The video screen which forms one wall of the elevator lights up and there’s Russian thug Yaroslav (Menglet), who is holding Aria’s dad (Pasvolsky) hostage, and torturing him in order to get her to reveal the location of “the Engineer.” Which is a bit awkward since Aria has no clue who that is. Fortunately, her phone – which, similarly to her memory, works or doesn’t in the precise way demanded by the script – connects her to an old friend of her father’s, Jack, who is able to begin a search, to try and locate Aria and rescue her. Will he get there in time? Who is the mysterious Engineer? And will the audience ever give a damn about any of these questions?

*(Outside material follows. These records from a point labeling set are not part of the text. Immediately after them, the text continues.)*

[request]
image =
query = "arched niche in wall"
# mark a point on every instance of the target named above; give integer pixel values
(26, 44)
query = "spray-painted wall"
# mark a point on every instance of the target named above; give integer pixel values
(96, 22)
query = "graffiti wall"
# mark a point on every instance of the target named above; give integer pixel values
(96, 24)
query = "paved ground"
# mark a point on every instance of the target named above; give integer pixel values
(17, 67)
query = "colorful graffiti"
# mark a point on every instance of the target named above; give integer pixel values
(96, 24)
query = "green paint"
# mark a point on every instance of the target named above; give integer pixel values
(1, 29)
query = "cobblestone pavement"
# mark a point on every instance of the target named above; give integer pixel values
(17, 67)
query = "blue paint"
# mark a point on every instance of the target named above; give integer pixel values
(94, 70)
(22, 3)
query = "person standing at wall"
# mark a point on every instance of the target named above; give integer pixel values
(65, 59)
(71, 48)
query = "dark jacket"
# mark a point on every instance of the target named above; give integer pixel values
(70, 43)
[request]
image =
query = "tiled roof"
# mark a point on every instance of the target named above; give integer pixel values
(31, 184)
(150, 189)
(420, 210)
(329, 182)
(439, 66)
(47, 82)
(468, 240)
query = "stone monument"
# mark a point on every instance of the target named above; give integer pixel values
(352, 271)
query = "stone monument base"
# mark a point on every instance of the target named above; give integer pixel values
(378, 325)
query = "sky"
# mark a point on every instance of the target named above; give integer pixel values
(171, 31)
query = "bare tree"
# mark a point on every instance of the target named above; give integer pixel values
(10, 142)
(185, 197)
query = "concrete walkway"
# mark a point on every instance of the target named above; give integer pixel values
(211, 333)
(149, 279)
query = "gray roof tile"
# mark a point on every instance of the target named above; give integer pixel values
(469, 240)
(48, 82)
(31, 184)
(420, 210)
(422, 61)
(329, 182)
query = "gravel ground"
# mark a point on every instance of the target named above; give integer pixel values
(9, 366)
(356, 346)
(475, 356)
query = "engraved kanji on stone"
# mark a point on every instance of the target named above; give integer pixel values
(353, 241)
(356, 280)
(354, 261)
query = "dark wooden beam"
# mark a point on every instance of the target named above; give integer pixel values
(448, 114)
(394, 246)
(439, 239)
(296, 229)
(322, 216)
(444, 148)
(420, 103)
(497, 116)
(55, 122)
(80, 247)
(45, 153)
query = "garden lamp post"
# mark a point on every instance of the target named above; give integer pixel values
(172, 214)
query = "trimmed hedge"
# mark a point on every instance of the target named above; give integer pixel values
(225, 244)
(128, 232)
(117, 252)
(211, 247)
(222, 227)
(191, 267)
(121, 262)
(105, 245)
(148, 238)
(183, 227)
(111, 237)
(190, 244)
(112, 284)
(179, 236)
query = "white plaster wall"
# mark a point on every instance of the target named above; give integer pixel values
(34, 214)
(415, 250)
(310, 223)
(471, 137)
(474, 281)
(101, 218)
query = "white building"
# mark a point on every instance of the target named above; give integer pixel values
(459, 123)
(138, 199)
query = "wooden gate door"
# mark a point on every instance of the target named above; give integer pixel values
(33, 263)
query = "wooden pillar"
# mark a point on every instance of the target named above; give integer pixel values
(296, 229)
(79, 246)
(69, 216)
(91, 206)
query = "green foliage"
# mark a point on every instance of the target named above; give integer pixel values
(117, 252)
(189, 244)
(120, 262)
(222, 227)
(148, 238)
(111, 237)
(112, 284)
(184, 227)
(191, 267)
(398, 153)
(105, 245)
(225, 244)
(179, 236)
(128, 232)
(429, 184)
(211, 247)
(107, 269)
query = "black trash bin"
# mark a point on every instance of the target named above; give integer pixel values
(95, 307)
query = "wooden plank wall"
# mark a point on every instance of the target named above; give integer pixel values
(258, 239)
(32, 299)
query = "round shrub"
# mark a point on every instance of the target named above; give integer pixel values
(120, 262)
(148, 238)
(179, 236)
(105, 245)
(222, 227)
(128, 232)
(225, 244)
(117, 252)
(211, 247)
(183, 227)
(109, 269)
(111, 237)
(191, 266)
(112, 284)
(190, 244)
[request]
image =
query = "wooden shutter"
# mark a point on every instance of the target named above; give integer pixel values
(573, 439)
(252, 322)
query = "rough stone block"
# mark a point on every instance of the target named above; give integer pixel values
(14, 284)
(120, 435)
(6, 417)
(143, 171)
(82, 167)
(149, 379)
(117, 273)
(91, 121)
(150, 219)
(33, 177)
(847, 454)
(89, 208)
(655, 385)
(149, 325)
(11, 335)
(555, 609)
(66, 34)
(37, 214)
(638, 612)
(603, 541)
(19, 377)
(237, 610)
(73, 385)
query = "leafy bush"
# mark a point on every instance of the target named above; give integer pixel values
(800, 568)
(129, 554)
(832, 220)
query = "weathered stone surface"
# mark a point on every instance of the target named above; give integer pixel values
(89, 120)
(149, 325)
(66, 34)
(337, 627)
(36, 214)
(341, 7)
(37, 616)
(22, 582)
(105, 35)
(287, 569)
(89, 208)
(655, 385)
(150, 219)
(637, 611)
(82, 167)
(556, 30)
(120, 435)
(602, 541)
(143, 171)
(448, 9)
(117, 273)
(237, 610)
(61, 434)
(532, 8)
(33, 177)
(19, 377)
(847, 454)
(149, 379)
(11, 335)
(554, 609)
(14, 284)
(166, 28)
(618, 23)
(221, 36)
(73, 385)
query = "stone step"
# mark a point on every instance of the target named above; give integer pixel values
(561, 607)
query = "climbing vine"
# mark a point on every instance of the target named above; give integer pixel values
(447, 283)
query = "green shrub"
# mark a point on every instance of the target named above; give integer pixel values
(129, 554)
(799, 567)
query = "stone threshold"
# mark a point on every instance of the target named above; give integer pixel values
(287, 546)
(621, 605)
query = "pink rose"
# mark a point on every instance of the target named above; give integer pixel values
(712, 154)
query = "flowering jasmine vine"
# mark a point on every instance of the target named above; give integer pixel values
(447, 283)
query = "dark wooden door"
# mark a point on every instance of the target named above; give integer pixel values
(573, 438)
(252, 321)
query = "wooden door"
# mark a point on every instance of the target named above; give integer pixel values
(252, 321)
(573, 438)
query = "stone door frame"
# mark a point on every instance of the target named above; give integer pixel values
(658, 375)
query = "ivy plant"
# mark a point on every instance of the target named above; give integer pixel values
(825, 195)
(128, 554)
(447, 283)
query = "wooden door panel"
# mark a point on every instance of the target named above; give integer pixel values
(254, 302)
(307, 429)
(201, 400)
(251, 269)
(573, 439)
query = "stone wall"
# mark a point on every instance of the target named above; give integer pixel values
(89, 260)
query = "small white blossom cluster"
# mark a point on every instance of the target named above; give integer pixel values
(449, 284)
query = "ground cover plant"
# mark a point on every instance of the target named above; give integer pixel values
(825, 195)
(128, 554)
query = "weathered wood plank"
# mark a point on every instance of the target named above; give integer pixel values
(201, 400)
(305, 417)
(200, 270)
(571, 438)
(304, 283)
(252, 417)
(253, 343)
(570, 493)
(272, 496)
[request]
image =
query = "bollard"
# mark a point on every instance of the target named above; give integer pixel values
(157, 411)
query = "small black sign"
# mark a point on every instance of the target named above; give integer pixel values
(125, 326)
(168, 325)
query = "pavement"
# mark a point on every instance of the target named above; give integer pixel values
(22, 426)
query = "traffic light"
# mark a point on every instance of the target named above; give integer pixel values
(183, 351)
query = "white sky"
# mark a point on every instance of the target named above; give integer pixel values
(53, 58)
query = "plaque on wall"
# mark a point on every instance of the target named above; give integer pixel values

Ooh, I know the answer to the last one: no. Mostly because Furlong is clearly more interested in creating a franchise, loosely ripped off from X-Men: First Class, rather than telling a stand-alone story. This means we get copious set-up, courtesy of those flashbacks, as if Furlong realized shutting his heroine in a lift for 90 minutes isn’t going to work. He then offers no real ending to speak of, so you have very little here capable of sustaining interest. This should have been a 45-minute pilot episode, not a feature film, and might have struggled even at that length. The eco-lecturing ladled on top, in lines like “Humans are disgusting. Can’t you see that? They’re cruel. They pollute. They destroy” doesn’t help. I’ll take the stairs, thank you very much.